Consider this theoretical example:
Your router is running various services which have a combined memory requirement greater than your RAM (which is why you've created a swap file in the first place).
Your bit torrent program starts up and requires RAM but there is none free, so some of the memory allocated to the DLNA server is moved to the swap file. This is takes time so the bit torrent program is slow to load.
After a few minutes, the DLNA client wakes up to do it's periodic media scan (or because it's been polled by a client device). The memory moved to swap has to be moved back to RAM, so part of the Samba code/buffers is moved into swap instead. Again this is a slow process.
Next, a user tries to copy a file to the Samba share....
Well you can see where this is going
If you are over-allocating memory usage it is quite possible that you will experience significant degradation in responsiveness and load times.
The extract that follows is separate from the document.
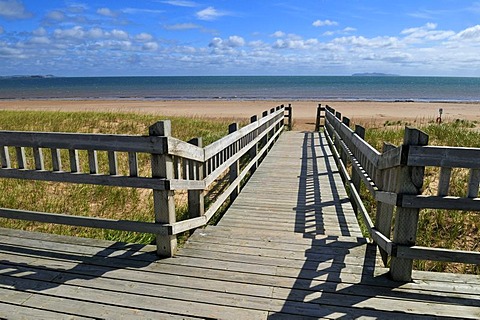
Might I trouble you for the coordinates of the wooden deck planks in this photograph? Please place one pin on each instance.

But, in it's defence, Linux usually does a good job of working out the best things to move to swap and what to leave in RAM.
Swap is great if you've got a very fast swap device, or you're running a bunch of processes that spend most of their life quiesced such that they don't have to be constantly moved to and from the swap file.
Just my 2 cents.
PS And just to make things more complicated, applications themselves can dynamically alter their memory usage based on available RAM, or even "pin" certain chunks of memory in RAM so that it can't be swapped out.